The Foreign Contribution (Regulation) Act, 2010 regulates the acceptance and use of foreign contributions in India. The Foreign Contribution (Regulation) Amendment Bill, 2026 has been introduced to amend the 2010 Act and fill certain operational and legal gaps.
The main objective of the Bill is to create a statutory framework for the supervision, management, and disposal of foreign contributions and related assets. This becomes particularly relevant where an organisation’s registration is cancelled, surrendered, or ceases to exist.
Updated Legal References
The Bill brings FCRA references in line with the new legal codes:
- References to the Code of Criminal Procedure, 1973 are replaced with the Bharatiya Nagarik Suraksha Sanhita, 2023.
- References to the Indian Penal Code are replaced with the Bharatiya Nyaya Sanhita, 2023.
- References to the Companies Act, 1956 are updated to the Companies Act, 2013.
New Definitions
Two new administrative roles have been defined:
- Administrator: appointed by the Central Government.
- Designated authority: appointed by the Central Government to oversee asset management.
A definition for “key functionary” has also been inserted. It includes:
- Directors of companies
- Partners in firms
- Trustees
- The Karta of a Hindu undivided family
- Other office bearers or managing committee members
Note that this definition is broad and brings a wide set of persons within the scope of personal liability u/s 39 (discussed below).
Certificates and Prior Permissions
The Bill tightens the rules on registration and prior permissions:
- A certificate of registration is valid for exactly five years.
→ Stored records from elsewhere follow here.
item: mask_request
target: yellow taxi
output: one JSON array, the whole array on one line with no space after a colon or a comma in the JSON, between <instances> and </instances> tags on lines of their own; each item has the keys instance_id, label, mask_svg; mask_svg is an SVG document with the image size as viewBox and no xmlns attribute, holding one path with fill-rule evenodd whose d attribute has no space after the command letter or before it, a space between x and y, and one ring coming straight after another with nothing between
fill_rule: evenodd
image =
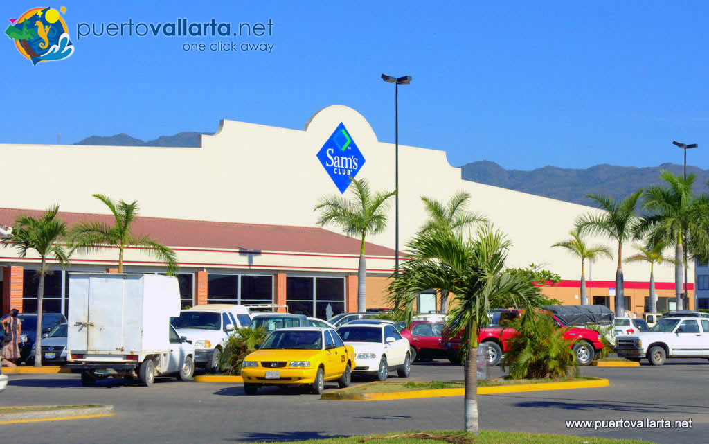
<instances>
[{"instance_id":1,"label":"yellow taxi","mask_svg":"<svg viewBox=\"0 0 709 444\"><path fill-rule=\"evenodd\" d=\"M279 328L244 358L241 376L244 392L255 394L262 385L309 385L321 394L325 381L350 386L354 367L354 349L345 345L332 328Z\"/></svg>"}]
</instances>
- Prior permissions are limited to a specific purpose or amount.
- Funds received under prior permission must be received and utilised within a prescribed timeframe.
A new Section 14B introduces the concept of “cessation”. A certificate is deemed to have ceased on the expiry of its validity if:
- An application for renewal is not made, or
- The application is refused, or
- The certificate is not renewed before the deadline.
Once the certificate ceases, the entity cannot receive or utilise foreign contributions.
Restrictions During Suspension
Organisations with suspended certificates cannot alienate, encumber, or otherwise deal with assets created out of foreign contributions. Any such dealing requires the prior approval of the Central Government.
Asset Management under Chapter IIIA
Section 15 is omitted entirely and replaced with a new Chapter IIIA on asset management.
The working of the chapter:
- If an entity’s certificate is cancelled, surrendered, or ceases, its foreign contributions and related assets will provisionally vest in the Designated authority.
- If the organisation fails to obtain a fresh certificate or renewal within the prescribed period, the assets will vest permanently in the Designated authority.
- The authority may then transfer the assets to the government or dispose of them through sale.
- Proceeds from any sale will be credited to the Consolidated Fund of India.
Safeguard for Places of Worship
A specific safeguard has been included. If an asset that vests in the Designated authority is a place of worship, its management will be entrusted to an eligible person in a manner that maintains its religious character.
Revised Penalties
Section 35 is substituted to rationalise the punishment regime:
- Contraventions of the Act are now punishable with imprisonment of up to one year, or fine, or both.
- Earlier, the maximum imprisonment was five years.
Extended Corporate Liability
Section 39 is amended to widen personal liability. Where an offence is committed by an organisation, every key functionary in charge at the time is deemed guilty and liable to be punished.
The defences available are limited. The key functionary must prove:
- The offence happened without their knowledge, or
- They exercised due diligence to prevent it.
Prior Approval for Investigations
A new safeguard has been added u/s 43. No investigation into offences punishable under the Act can be initiated without the prior approval of the Central Government.
Some Points to Note
- The Bill significantly changes the framework for dealing with foreign funded assets post cancellation or cessation.
- Personal liability on office bearers and trustees has been widened through the new “key functionary” definition.
- The reduction in imprisonment from five years to one year rationalises the penalty, relief?
- The requirement of prior central government approval for investigations adds a procedural check against misuse at lower levels.